I have large DB with ~200,000 vectors (~2000 plus examples) with ~200 features.
I'm trying to find the the best features for my problem. What are the recommended method? (preferred in Python or R, but not necessarily)
Best Answer
My first advice would be that unless identifying the informative features is a goal of the analysis, don't bother with feature selection and just use a regularised model, such a penalised logistic regression, ridge regression or SVM, and let the regularisation handle the over-fitting. It is often said that feature selection improves classifier performance, but it isn't always true.
To deal with the class imbalance problem, give different weights to the patterns from each class in calculating the loss function used to fit the model. Choose the ratio of weights by cross-validation (for a probabilistic classifier you can work out the asymptically optimal weights, but it generally won't give optimal results on a finite sample).
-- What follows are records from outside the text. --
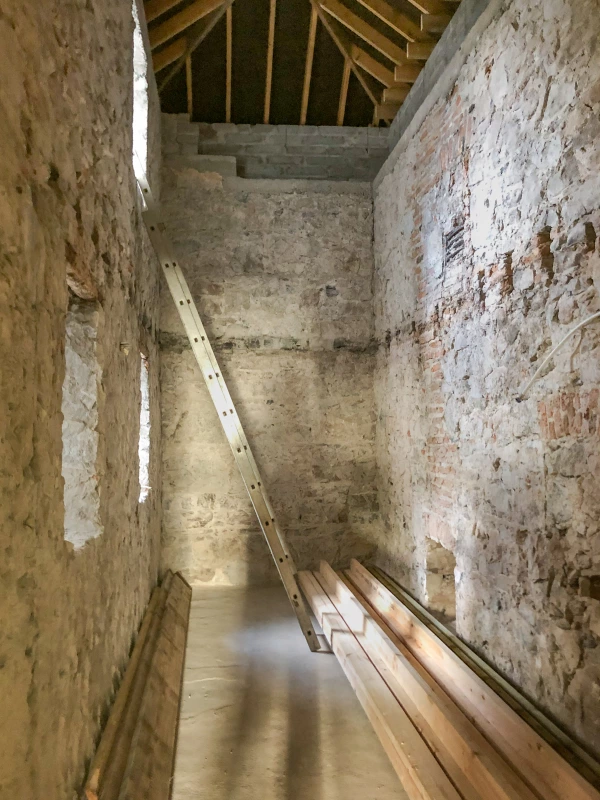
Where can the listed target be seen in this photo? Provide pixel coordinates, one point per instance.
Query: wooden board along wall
(419, 771)
(547, 772)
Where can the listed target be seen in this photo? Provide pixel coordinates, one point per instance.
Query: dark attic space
(300, 400)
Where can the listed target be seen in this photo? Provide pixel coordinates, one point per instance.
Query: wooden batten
(541, 767)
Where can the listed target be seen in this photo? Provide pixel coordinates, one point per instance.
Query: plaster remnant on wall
(513, 490)
(80, 425)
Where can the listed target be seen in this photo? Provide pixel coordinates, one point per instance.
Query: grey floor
(262, 717)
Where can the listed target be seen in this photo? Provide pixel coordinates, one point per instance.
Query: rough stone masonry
(487, 218)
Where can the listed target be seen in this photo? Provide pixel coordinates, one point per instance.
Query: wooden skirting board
(447, 733)
(135, 757)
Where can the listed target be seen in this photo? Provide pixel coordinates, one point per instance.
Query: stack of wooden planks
(448, 734)
(135, 757)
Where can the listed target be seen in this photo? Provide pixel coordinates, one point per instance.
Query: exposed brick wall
(69, 223)
(487, 253)
(282, 151)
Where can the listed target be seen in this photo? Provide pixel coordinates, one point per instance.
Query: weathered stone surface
(486, 255)
(68, 203)
(281, 272)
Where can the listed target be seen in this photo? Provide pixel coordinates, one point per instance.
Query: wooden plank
(189, 85)
(407, 73)
(150, 764)
(419, 51)
(270, 48)
(396, 94)
(398, 21)
(418, 770)
(179, 22)
(156, 8)
(365, 31)
(538, 763)
(371, 65)
(344, 91)
(194, 39)
(386, 111)
(429, 707)
(435, 23)
(229, 60)
(310, 52)
(169, 54)
(102, 755)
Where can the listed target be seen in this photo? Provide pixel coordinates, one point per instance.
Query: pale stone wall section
(68, 213)
(281, 272)
(512, 489)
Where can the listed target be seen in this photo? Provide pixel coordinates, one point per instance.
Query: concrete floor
(263, 718)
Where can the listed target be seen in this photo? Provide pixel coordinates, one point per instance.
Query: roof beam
(394, 18)
(195, 38)
(419, 51)
(169, 54)
(310, 52)
(179, 22)
(270, 48)
(362, 29)
(344, 91)
(156, 8)
(229, 59)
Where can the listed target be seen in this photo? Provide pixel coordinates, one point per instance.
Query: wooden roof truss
(385, 70)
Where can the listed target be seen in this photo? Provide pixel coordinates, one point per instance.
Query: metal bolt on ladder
(225, 408)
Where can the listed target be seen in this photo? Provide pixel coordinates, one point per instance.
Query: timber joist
(450, 734)
(398, 40)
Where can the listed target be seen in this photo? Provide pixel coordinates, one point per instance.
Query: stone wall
(325, 152)
(70, 228)
(486, 234)
(281, 272)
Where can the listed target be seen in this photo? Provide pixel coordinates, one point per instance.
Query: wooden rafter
(394, 18)
(365, 31)
(344, 91)
(229, 58)
(156, 8)
(195, 37)
(310, 52)
(169, 54)
(181, 21)
(270, 48)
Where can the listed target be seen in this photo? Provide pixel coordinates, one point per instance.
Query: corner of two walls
(486, 253)
(70, 225)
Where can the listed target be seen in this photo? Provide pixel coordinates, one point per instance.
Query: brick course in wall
(486, 238)
(282, 151)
If you are using a classifier that can't give different weights to each class, then sub-sample the majority class instead, where again the ratio of positive and negative patterns is determined by cross-validation (make sure the test partition in each fold of the cross-validation procedure has the same relative class frequencies you expect to see in operation).
Lastly, it is often the case in practical application with a class imbalance that false-positives and false-negatives are not of equal seriousness, so incorporate this into the construction of the classifier.